Kultur: Tim Schleider (schl)

Er pflegt weiter jene Form der Zeitkritik, ob nun im Titel „Der Mann ist das Problem“, in der „riesengroßen Gier“ oder im „gläsernen Menschen“, über die sich ein Kritiker leicht mokieren kann, weil sie zwar den Zeigefinger erhebt, aber nie wirklich tief in die Wunden der Gesellschaft dringt. Man muss beim Hören solcher Texte eher schmunzeln, als dass Wut auf die Verhältnisse ins Spiel käme. Aber lieber über die Seltsamkeiten der Welt schmunzeln, als sie zu verschunkeln.

 

Aber keine Frage: die wahren Stärken von Udo Jürgens zeigen sich in seinen ruhigen Titeln. „Was ich gerne wär’ für dich“ ist ein wunderbar unsentimentales Liebeslied. „Alles aus Liebe“ eine schöne Aufforderung, den Glauben an das Gute nicht zu verlieren („Lass dem Schwärmer die Nacht / Und dem Guten die Macht. / Lass’ die Mächtigen wissen, / Dass sie niemals über uns steh’n“). Und dann kommt ganz zum Abschluss ein wunderbarer Kehraus: „Zehn nach elf“, ein fein gewobenes Lied über die Stimmung eines Künstlers nach einem großen Konzert, beim Herunterkommen in der Garderobe, beim Gang ins Hotel, beim nächtlichen Zappen durch die Fernsehprogramme – stets mit dem Wunsch und dem Zweifel, gerade jetzt am liebsten noch den Liebste oder die Liebste anrufen zu wollen. Kleines, feines Kino.
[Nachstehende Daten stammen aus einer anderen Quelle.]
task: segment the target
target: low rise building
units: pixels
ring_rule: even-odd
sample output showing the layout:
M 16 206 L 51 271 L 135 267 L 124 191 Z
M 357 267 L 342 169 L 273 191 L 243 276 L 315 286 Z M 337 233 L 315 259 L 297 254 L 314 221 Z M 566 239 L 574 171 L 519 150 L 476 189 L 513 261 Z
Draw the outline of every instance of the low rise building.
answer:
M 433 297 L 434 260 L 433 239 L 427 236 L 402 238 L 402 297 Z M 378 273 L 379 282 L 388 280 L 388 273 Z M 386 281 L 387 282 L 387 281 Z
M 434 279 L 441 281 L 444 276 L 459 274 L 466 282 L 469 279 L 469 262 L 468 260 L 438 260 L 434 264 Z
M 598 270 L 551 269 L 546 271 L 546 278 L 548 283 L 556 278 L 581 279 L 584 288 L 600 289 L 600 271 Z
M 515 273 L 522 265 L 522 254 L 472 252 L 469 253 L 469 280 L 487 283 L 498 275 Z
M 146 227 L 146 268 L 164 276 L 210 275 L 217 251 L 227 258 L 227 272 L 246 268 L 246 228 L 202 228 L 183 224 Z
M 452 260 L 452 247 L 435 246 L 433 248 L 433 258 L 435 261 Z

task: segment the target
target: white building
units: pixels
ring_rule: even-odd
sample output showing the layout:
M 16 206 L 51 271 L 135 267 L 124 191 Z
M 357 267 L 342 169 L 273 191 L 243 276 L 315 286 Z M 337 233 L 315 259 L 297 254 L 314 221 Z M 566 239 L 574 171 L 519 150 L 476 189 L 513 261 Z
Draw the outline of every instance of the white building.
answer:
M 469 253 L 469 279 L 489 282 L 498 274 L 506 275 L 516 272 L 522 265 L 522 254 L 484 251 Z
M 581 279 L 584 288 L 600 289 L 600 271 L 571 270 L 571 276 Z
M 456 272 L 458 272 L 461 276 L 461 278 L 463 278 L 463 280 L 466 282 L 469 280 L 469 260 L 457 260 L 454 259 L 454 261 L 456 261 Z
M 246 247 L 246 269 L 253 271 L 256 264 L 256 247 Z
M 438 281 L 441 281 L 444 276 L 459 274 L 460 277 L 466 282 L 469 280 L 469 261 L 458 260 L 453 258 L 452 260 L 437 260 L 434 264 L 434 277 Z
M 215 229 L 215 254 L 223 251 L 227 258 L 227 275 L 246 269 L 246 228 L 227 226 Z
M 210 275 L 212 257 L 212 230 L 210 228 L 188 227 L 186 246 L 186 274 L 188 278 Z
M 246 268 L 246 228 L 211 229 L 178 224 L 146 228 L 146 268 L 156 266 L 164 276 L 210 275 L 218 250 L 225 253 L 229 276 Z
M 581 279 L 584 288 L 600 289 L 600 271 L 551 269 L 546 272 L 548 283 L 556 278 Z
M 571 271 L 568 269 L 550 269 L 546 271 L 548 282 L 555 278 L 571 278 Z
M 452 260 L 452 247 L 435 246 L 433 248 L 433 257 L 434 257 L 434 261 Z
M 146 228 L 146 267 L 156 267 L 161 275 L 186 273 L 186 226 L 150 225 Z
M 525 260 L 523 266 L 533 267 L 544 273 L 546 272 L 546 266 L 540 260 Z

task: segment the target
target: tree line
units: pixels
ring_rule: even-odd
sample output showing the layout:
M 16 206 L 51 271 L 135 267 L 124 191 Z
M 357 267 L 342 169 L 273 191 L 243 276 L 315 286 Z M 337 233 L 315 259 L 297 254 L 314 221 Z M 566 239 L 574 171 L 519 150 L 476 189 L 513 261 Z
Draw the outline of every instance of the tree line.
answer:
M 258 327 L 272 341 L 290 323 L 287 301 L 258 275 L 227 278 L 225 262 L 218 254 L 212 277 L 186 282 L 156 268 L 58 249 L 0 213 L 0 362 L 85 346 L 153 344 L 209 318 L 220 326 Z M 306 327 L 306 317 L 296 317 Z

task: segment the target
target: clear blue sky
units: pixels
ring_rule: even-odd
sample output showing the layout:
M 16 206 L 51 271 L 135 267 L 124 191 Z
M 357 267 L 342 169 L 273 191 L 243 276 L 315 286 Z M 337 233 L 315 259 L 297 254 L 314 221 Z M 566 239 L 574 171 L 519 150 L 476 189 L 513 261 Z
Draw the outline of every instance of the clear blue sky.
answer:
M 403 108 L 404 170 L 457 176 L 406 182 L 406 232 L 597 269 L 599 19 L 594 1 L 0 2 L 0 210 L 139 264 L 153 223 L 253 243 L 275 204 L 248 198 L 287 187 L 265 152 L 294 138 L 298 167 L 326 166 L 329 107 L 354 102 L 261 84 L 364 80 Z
Am 30. September feiert Udo Jürgens Geburtstag. Am 24. Oktober geht er auf Tournee. Am 31. Oktober wird er in Stuttgart sein. Schleyer-Halle, wo sonst. Das wird dann sicher wieder ganz großes Kino.

Udo Jürgens: Mitten im Leben. Ariola (Sony). Ab 14,99 Euro.